Sunday, August 9, 2009

Rainy Days and B Movies

The State Theatre, Boyertown, PA
I have a confession to make.
There is nothing I'd rather do on a rainy day than watch (or more accurately, listen to) a B movie. Even worse, my preferred genre is horror, with sci-fi as a close second. I love them. I have bought Cd's of B movie soundtracks. I was an avid fan of MST3K ( before its untimely demise several years ago. My Saturday mid-mornings were planned around that program; I saved boring chores for that hour and a half each Saturday, and laughed at the puppets' snide remarks while I plodded through piles of laundry or sinks full of dishes. I joined Netflix to have access to these old gems, though I humor my husband with "real" movies from time to time.
I'm not going to apologize for this obvious character flaw. I have great memories of the little black and white TV I had as a kid, rabbit ears and all. If I was really lucky, I could tune in to a very grainy but somewhat recognizable channel 48, where Chiller Theater played on Saturday nights. I didn't get out much as a kid, apart from the gazillion small jobs I had. One of my pre-adulthood jobs was in the local movie theater, where the first movie I ever worked for was "The Frogs" . I was in hog (well, FROG) heaven. Oh, yeah. Big time. I had some great times in that theater. I graduated from candy-counter girl to projectionist in a few short years. As projectionist, I had control. I opened and closed, and spent many late evenings alone or with one or two other co-workers in the empty theater. I believe my later interest in both acting and set design may have begun with the love of that silent space. Empty old theaters are magical places that seemed to be holding their breath, just waiting for the curtain to open. As projectionist, I knew the secret handshake, the magic and mystery. It was a sacred space.

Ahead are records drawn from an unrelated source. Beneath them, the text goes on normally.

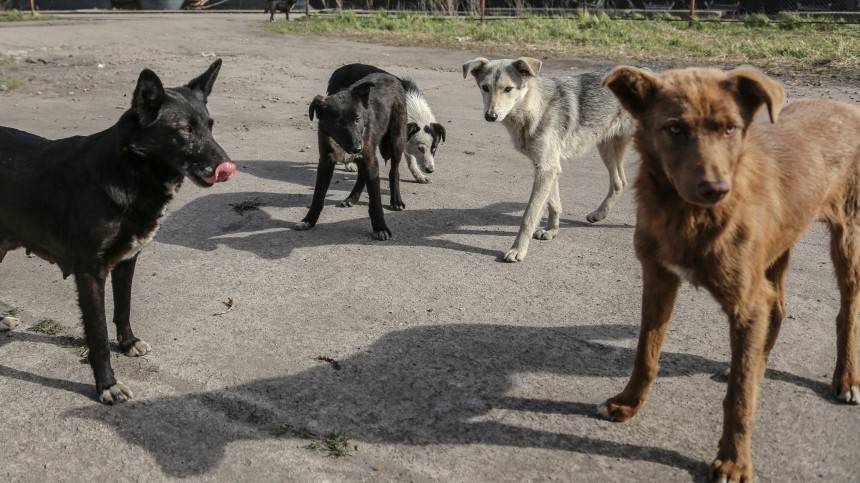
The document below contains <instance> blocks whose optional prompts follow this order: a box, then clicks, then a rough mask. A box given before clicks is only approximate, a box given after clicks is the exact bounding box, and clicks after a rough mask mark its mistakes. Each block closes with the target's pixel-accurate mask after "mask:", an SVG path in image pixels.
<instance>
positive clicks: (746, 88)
mask: <svg viewBox="0 0 860 483" xmlns="http://www.w3.org/2000/svg"><path fill="white" fill-rule="evenodd" d="M727 75H728V77H727V78H726V81H725V82H726V84H727V87H728V88H729V90H730V91H732V92H733V93H734V94H735V97H736V98H737V101H738V104H739V105H740V106H741V108H742V109H743V111H744V113H743V115H744V118H745V120H746V122H747V123H750V122H751V121H752V119H753V118H754V117H755V114H756V112H758V110H759V108H760V107H761V105H762V104H765V105H766V106H767V113H768V115H769V116H770V122H776V120H777V119H778V118H779V112H780V110H782V105H783V104H785V89H783V87H782V84H780V83H779V82H778V81H775V80H773V79H771V78H770V77H768V76H766V75H764V74H763V73H762V72H761V71H759V70H758V69H755V68H753V67H748V66H745V67H739V68H737V69H735V70H732V71H729V72H728V74H727Z"/></svg>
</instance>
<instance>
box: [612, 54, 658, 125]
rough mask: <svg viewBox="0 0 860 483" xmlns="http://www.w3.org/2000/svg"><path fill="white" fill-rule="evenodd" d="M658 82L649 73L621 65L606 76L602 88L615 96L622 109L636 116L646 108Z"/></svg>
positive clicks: (637, 68)
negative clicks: (608, 89) (608, 90)
mask: <svg viewBox="0 0 860 483" xmlns="http://www.w3.org/2000/svg"><path fill="white" fill-rule="evenodd" d="M659 82H660V81H659V79H658V78H657V77H656V76H654V74H652V73H651V72H650V71H645V70H643V69H638V68H636V67H630V66H626V65H622V66H620V67H616V68H614V69H612V71H610V72H609V74H607V76H606V77H605V78H604V79H603V86H604V87H608V88H609V90H611V91H612V93H613V94H615V97H617V98H618V102H620V103H621V106H622V107H623V108H624V109H626V110H627V111H628V112H629V113H630V114H632V115H633V116H638V115H639V114H641V113H642V112H643V111H644V110H645V109H646V108H647V107H648V104H649V103H650V101H651V99H652V98H653V97H654V94H655V93H656V92H657V86H658V84H659Z"/></svg>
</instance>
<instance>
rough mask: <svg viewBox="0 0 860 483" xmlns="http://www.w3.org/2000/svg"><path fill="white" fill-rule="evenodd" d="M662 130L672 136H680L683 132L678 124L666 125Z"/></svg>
mask: <svg viewBox="0 0 860 483" xmlns="http://www.w3.org/2000/svg"><path fill="white" fill-rule="evenodd" d="M663 129H665V130H666V132H668V133H669V134H671V135H673V136H678V135H681V134H683V132H684V126H683V124H681V123H680V122H671V123H669V124H667V125H666V126H665V127H664V128H663Z"/></svg>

The State Theatre in Boyertown ( still used carbon-arc projectors in the 60s and 70s. Ollie, the projectionist who taught me (and a great friend) used to open the side of the projector and tan himself. We spliced film, made manual changeovers, and used extra movie reels to make a miles-long paper chain of chewing gum wrappers. Life was simpler then. He gave me a ride home on the back of his Triumph one night so I wouldn't have to fight off the drunks that ogled me at the Mansion House, where my father sometimes bartended, and where I had a short stint as a dishwasher. I wasn't wearing a helmet; we got pulled over by the local policeman, who listened to our story and let us go. It was a small town. My parents never knew.
So, I allow myself the occasional thriller. Nothing too gory; more laughs than shudders. And I fondly remember growing up in the anticipatory dark, and the smell of pop-corn.